Tuesday, May 15, 2012

Reclining

If you haven't spent much time around the Future PharmD household, you may not know about my recliner.  When I was approaching 18 I was getting ready for a fundraiser at my family's place of worship, where the youth would get people to sponsor them to rock all night in rocking chairs.  For some reason (probably that I didn't have a place to sit in the family living room anymore after the demise of the couch) I decided that what I really wanted was a reclining rocking chair of my own.  I have no idea why anyone took this request seriously (I'm not entirely sure that I took it seriously) but I eventually was drafted to go shopping for it, and a purple-ish burgundy one was selected.  It was delivered for the rock-a-thon (gasp the weekend before my birthday!), and a great time was had by all staying up all night watching movies and pretending we were continuously rocking.

It probably would never have been a big thing in my life if it weren't one of two times I spent with a friend before he killed himself.  Just some piece of furniture that I could claim as mine when I moved out (as soon as humanly possible was the plan).

The entire rock-a-thon, he (well, let's give him a name.  How's Joe?) wanted to borrow my rocking chair, to try it out.  Joe had never been what I'd call a stable guy and at just 17, he was a friend, yes, but not a close one.  He'd always acted kind of strangely, and I figured it was because he got knocked around at home and it broke him somehow (and based on the hand-shaped bruises I noticed more than once, this was a reasonable guess).  Being also 17 and pretty focused on things besides my platonic friends, I didn't think it was a big deal that I knew he got hurt at home (everyone knew he got teased constantly at school, by teachers and students alike) and I didn't mention it to anyone else.

I'd like to say that I let him borrow my chair, but I don't know that I did.  I was probably selfish and didn't let him use it.  I haven't asked anyone else who was there about it, and I don't think I ever will, because I'd hate to know for sure that I was mean to him that second-to-last time we were together.

The last time he and I were in the same place, at the same time, was a McDonalds in some small town after a youth retreat weekend with our youth group, maybe 3 weeks after the recliner incident and 2 before his death.  The weekend had been about addressing addiction in our lives.  We were sitting with some friends from somewhere else, enjoying a few last minutes of freedom from our parents before the drive home and back to life as normal.  The toy in my Happy Meal (or his? or someone else's?) was a green goblin number, and the head popped off via a trigger on the back.  I have this image of him sort of strangling the thing, until the head popped off and it got lost in the shuffle of the restaurant.  Joe looked, or attempted to look like he was looking, and I attempted to be upset by the lost part of a toy, but I was really upset by the look in his eyes.
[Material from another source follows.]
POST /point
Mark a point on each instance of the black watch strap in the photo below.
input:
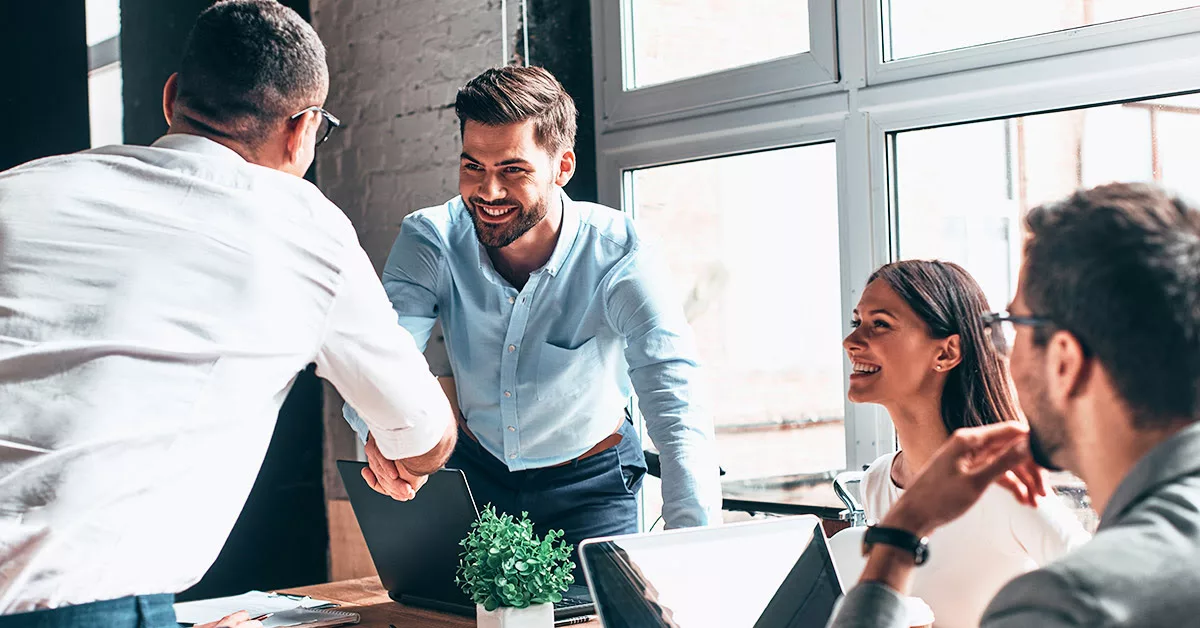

It was strange and scary and I didn't know what to make of it.

Then when he hung himself, I understood and it hurt.

I didn't sit in that recliner for at least a year, maybe almost 2.  I hauled it around when I moved twice, and then I stacked things on it.  It wasn't until about 2 years after his death that I realized what I'd been doing.  It was his chair.  He'd been with me all along, hanging around that chair.

Since I started pharmacy school, I sit in that chair every day and study.  Sometimes I migrate around the house studying, but that recliner has been my desk chair, my way to stay awake late at night.  I fed my baby girl in this chair.  I knew for sure I'd lost a long-awaited baby in this chair.  Hey, I'm writing this blog post from my chair.

And within the week it is going away.  After years and years, it's worn out. It's starting to be uncomfortable and stabby in places.  Its replacement is ordered and will be here soon.

I'm trying not to be too emotional about letting it go.  It's a chair. Really.  But it's complicated too because it's got some mileage.  It's probably (ok, certainly) time to let go of the chair, and to let go of the guilt of all of that too.  Yes, I could have told someone, and maybe they would have believed me, but maybe it would have changed nothing.  Life happens whether I like it or not, and it isn't my job to obsess about decisions I made wrongly once upon a time.  It's my job to live today to its fullest (and get the lawn mowed for pete's sake).  As the musical RENT puts it, "No day but today."

But honestly, I'll still miss my chair when it leaves.  It's a dear old friend after all these years.